Jeffery Deaver, il giallista americano autore de Il filo che brucia, osserva le splendide auto da corsa parcheggiate davanti all’hotel Umstead. Le vecchissime, rumorosissime Ford stanno per partecipare a un rally e Deaver ammette di avere un debole per queste nobili signore degli autodromi. Anche lui possiede una vecchia BMW, che a volte scatena lungo le autostrade del Nord Carolina in barba ai limiti di velocità.
Il salone dell’albergo dove ci siamo seduti a chiacchierare del suo nuovo progetto - l’ultima avventura letteraria di James Bond - è a pochi chilometri dalla villa di Chapel Hill dove l’autore di innumerevoli successi (oltre 20 milioni di copie vendute) ha scelto di vivere dopo aver lasciato Washington. «Adoro la campagna», sorride, «e allevo cani». Ma le sue giornate, ora, sono dedicate quasi esclusivamente a completare Project X, in cui l’agente 007 appare in versione contemporanea. Data di pubblicazione, 28 maggio 2011: il testo dev’essere consegnato a giorni. Ian Fleming, il padre di Bond, cinquant’anni fa aveva descritto in un articolo intitolato Come scrivere un thriller le sue serafiche giornate di romanziere. Deaver è invece incatenato alla scrivania per terminare le 600 pagine.
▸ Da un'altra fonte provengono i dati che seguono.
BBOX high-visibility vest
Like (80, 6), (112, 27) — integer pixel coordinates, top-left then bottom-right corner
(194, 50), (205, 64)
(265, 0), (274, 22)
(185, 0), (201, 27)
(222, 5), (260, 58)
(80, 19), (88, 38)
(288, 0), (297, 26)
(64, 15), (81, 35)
Riportare in vita 007 è una sfida colossale, anche per un giallista del suo calibro che, in fondo, sta scrivendo il romanzo in collaborazione con gli eredi di Fleming.
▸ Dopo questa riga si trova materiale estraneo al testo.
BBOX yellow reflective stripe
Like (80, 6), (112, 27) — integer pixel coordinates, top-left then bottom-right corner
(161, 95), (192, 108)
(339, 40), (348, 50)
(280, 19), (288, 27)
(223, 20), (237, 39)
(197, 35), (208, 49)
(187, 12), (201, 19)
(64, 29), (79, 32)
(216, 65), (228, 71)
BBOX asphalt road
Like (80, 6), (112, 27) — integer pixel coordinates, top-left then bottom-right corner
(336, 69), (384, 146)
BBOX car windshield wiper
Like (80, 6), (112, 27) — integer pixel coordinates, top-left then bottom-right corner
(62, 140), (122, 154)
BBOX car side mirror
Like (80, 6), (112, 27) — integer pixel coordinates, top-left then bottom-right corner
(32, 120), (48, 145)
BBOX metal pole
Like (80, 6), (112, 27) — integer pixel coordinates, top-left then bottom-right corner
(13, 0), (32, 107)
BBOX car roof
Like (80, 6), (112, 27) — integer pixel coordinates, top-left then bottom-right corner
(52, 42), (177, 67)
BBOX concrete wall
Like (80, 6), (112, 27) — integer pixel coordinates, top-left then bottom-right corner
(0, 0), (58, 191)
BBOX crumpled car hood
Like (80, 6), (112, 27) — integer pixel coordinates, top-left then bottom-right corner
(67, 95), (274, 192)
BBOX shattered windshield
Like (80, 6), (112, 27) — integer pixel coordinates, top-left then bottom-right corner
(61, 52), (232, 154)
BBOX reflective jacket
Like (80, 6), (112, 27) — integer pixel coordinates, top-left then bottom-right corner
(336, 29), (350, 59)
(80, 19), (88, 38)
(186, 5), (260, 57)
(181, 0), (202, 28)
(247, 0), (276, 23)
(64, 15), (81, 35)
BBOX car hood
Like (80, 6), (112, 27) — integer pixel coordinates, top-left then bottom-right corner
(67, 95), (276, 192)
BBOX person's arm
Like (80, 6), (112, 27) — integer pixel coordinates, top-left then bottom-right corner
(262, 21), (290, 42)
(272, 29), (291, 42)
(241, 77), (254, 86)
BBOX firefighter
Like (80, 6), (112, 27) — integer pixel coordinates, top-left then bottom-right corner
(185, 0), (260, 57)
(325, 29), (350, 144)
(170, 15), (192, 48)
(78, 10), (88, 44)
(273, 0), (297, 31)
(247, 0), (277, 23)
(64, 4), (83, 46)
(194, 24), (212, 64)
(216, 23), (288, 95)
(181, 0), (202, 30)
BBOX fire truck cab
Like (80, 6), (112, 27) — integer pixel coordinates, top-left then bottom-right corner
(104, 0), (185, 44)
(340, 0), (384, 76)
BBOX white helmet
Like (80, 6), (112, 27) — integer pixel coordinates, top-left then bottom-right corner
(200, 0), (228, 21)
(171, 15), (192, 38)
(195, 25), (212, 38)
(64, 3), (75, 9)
«Loro mi hanno permesso di usare il marchio di Bond e io ho aggiunto il mio stile di artigiano del crimine».
I diritti sono stati acquistati da 12 case editrici (Rizzoli per l’Italia). Ci può svelare qualche segreto dell’opera?
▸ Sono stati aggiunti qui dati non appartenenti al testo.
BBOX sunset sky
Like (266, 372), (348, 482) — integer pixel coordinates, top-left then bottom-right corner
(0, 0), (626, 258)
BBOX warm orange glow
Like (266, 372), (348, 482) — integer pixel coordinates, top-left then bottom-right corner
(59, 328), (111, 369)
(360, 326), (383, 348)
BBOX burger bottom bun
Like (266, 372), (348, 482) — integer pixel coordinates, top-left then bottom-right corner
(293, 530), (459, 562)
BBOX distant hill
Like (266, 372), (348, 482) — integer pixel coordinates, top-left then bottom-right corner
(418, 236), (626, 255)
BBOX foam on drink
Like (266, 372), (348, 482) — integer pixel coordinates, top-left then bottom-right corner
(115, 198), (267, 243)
«Per farmi confessare - scherza - mi deve torturare col waterboarding. Le dirò solo che il libro è ambientato nel 2011, che Bond ha 29 anni, è reduce dalla guerra in Irak e in Afghanistan e sfida nemici pericolosissimi».
In tempi di Guerra fredda il nemico di 007 era il comunismo sovietico. Oggi a terrorizzare l’Occidente sono i gruppi terroristici. Sono questi i nemici del suo nuovo Bond?
«Il mio 007 è un personaggio postmoderno, moralmente ambiguo, complesso e solitario. Sì, è un assassino: la licenza di uccidere non gli è stata revocata».
I fan di James Bond saranno felici di ritrovare, nelle sue pagine, l’amata Miss Moneypenney e M, il direttore del Secret Intelligence Service (Sis). Se però il vecchio Bond affascinava anche grazie all’incredibile tecnologia, per quell’Aston Martin che in Missione Goldfinger (1964) era già dotata di un navigatore, il suo si affida più all’intelligenza umana...
«Offrire al pubblico una pletora di strumenti bizzarri, adesso che la tecnologia inventa migliaia di nuovi prodotti ogni mese, mi sembrava quasi offensivo.

Certo, ci saranno ancora automobili, bellissime donne e grandi avventure, ma senza cliché. Quando scrivo un libro mi domando sempre se i miei lettori saranno soddisfatti, se riuscirò a non annoiarli. Odio essere prevedibile».